La femme de Benjamin Netanyahou risque un procès pour fraude

Publié par Jerome le octobre 7, 2018 | Maj le octobre 7, 2018

Sara Netanyahou, épouse du Premier ministre israélien Benjamin Netanyahou, a comparu aujourd’hui devant un tribunal pour abus de confiance et détournement de fonds publics pour payer des centaines de repas de luxe et de services de chefs privés.

Outre l’épouse de Netanyahou, le directeur général adjoint du Cabinet du Premier ministre, Ezra Saidof, est en procès.

Le président de la cour, Avital Jen, a donné à l’accusation et la défense jusqu’au 13 Novembre pour parvenir à un accord, date à laquelle le tribunal se réunira à nouveau si les négociations échouent, a rapporté la télévision d’Etat Kan. Netanyahou est accusé d’avoir utilisé des fonds publics pour payer des repas d’un montant d’environ 360 000 SHEKEL (plus de 85 000 euros), affirmant faussement qu’il n’y avait pas de cuisiniers disponibles à la résidence officielle à ce moment-là.

Saidof est accusé d’avoir dissimulé le fait qu’un cuisinier avait effectivement été engagé à la résidence et d’avoir falsifié des documents à cet effet.

Le résumé de l’affaire indique que “les accusés ont fait plusieurs fausses déclarations qu’ils ne croient pas être vraies”, rapporte le quotidien Haaretz.

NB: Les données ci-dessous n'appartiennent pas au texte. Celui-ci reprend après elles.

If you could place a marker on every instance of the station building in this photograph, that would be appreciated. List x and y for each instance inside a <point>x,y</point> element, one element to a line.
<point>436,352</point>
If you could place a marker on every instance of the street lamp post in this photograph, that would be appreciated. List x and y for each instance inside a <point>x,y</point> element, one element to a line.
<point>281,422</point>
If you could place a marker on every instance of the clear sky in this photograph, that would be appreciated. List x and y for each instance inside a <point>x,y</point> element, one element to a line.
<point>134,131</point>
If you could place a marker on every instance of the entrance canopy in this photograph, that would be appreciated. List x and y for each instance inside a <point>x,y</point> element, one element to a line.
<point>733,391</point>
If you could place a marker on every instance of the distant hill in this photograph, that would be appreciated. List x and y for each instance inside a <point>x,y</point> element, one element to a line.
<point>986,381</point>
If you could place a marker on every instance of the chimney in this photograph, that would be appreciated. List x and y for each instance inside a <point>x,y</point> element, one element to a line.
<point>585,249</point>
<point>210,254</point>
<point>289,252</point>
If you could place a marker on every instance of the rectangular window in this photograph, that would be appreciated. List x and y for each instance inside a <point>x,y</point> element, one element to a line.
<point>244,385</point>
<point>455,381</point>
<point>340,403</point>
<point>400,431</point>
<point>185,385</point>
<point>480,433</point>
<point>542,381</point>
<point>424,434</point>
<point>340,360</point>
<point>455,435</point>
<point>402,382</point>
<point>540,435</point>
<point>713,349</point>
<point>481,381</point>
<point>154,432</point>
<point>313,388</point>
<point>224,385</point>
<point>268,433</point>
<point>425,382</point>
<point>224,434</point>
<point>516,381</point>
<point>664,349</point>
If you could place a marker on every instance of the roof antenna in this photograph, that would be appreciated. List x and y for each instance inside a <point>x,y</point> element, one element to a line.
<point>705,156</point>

“A travers ces déclarations, ils ont reconnu qu’ils se sont livrés à la fraude en utilisant des centaines de milliers de shekels provenant des caisses de l’Etat. Les circonstances aggravantes se manifestent dans le fait que les sommes ont été extraites d’une manière continue et méthodique”, ont cité les médias.

La peine maximale pour abus de confiance est de trois ans d’emprisonnement et de cinq ans pour fraude, mais les commentateurs soulignent que les tribunaux ont tendance à prononcer des peines plus légères et, dans le cas de Sara Netanyahu, ils pensent qu’elle a finalement été reconnue coupable et qu’elle ne servira que comme service communautaire.

Anticipant la séance d’aujourd’hui, l’avocat de l’accusé a ironisé : “Pour la première fois dans l’histoire, l’épouse d’un dirigeant a été accusée de macaronis et de plats à emporter”, ajoutant que “la poursuite est fondée sur une procédure illégale qui, essentiellement, n’existe pas”, selon Kan Radio.

L’avocat faisait référence à une clause qui, selon lui, n’a pas été approuvée par la Commission économique de la Knesset (Parlement israélien) qui limitait les dépenses de la résidence du Premier Ministre.